De champions à l’humiliation : comment les Lakers ont sombré en quelques mois

Tentative de compréhension d'un parcours complètement raté pour les Los Angeles Lakers, champions en titre éliminés dès le premier tour.

De champions à l’humiliation : comment les Lakers ont sombré en quelques mois
Dans toute la riche et longue Histoire de la NBA, seules sept équipes ont été éliminées au premier tour des playoffs après avoir décroché le titre la saison précédente. Sept depuis la nuit de jeudi à vendredi, avec la sortie de route prématurée des Los Angeles Lakers, finalement battus en six manches par les Phoenix Suns.
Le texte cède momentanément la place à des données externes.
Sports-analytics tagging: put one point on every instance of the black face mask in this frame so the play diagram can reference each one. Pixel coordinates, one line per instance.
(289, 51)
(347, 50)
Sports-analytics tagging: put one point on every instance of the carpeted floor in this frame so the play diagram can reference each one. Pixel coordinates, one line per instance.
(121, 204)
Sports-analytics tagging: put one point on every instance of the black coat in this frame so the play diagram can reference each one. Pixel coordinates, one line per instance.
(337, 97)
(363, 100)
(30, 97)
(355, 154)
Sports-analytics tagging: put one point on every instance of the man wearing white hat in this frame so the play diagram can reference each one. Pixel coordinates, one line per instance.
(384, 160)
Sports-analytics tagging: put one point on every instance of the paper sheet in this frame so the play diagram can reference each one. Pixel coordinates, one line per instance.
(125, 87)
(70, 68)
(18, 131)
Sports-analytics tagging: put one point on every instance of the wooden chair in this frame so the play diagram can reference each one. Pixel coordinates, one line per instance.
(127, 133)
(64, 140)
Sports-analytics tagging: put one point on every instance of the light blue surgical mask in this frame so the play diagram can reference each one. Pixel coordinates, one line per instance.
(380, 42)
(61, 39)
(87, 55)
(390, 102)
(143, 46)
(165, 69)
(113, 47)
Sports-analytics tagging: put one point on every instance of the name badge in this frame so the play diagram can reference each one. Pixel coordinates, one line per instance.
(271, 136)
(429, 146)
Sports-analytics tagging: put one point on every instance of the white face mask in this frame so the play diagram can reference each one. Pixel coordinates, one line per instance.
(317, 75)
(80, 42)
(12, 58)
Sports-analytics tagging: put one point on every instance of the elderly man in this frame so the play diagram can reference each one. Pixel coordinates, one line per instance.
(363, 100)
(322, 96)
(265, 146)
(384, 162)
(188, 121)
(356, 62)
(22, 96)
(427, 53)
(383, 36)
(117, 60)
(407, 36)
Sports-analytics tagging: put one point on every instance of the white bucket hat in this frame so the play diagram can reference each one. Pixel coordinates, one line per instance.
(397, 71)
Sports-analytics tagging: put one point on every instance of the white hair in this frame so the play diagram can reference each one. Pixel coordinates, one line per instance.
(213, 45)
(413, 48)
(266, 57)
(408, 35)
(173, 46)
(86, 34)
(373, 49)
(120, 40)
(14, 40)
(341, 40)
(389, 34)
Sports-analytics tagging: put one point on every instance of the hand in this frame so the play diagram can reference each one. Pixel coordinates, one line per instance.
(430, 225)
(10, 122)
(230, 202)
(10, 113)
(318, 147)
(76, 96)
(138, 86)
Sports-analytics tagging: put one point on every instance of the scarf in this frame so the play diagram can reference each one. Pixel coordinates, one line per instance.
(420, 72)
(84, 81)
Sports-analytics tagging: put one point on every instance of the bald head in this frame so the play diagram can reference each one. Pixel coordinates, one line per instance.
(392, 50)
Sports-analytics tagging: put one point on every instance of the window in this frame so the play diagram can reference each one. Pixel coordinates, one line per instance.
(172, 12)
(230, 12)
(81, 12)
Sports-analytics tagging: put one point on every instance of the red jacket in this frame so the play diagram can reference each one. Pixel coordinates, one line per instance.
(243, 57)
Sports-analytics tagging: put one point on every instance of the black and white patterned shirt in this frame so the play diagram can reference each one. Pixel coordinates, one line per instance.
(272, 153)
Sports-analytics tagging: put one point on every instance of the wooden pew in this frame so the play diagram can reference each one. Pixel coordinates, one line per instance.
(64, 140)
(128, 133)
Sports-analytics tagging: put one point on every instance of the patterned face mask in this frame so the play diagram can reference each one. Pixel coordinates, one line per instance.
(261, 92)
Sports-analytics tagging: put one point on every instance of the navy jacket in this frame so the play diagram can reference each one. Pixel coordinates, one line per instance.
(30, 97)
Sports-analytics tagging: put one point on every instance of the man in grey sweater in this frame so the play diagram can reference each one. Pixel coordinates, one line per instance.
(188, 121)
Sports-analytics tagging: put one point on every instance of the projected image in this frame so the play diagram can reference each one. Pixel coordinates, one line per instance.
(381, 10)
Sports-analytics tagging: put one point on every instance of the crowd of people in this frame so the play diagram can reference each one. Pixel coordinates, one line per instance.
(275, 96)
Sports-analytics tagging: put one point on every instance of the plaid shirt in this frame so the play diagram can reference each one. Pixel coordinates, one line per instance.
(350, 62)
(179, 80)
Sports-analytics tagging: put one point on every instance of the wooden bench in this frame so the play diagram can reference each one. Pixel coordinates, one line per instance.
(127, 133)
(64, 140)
Dans toute la riche et longue carrière de LeBron James, jamais il n’avait perdu si tôt dans la compétition. Jamais jusqu’à hier soir, avec donc ce premier revers au premier round. Les circonstances atténuantes ont beau être nombreuses et non négligeables, ces deux constats chiffrés soulignent l’évidence : cette saison est un échec pour les mauves et ors. La logique « du titre ou rien » est facile mais pas complètement vraie pour une équipe championne. L’objectif étant évidemment de défendre son dû. Sauf que faire le doublé est une tâche bien périlleuse. Depuis l’an 2000, seulement trois formations y sont parvenus : les Lakers de Shaquille O’Neal et Kobe Bryant, le Miami Heat, avec justement LBJ, puis les Golden State Warriors de Kevin Durant et Stephen Curry. Des franchises drivées par plusieurs Hall Of Famers à chaque fois. Répéter un exploit déjà herculéen ne devrait pas être le baromètre d’une saison. Si les Angelenos étaient sortis en finales de Conférence, les armes à la main, l’impression dégagée serait évidemment bien différente du sentiment amer qui nous envahit en se plongeant sur le parcours raccourci des héros de la bulle Disney. Huit mois après le sacre, la claque est violente. CQFR : Phoenix sort les Lakers avec un Booker magique, Denver achève Portland !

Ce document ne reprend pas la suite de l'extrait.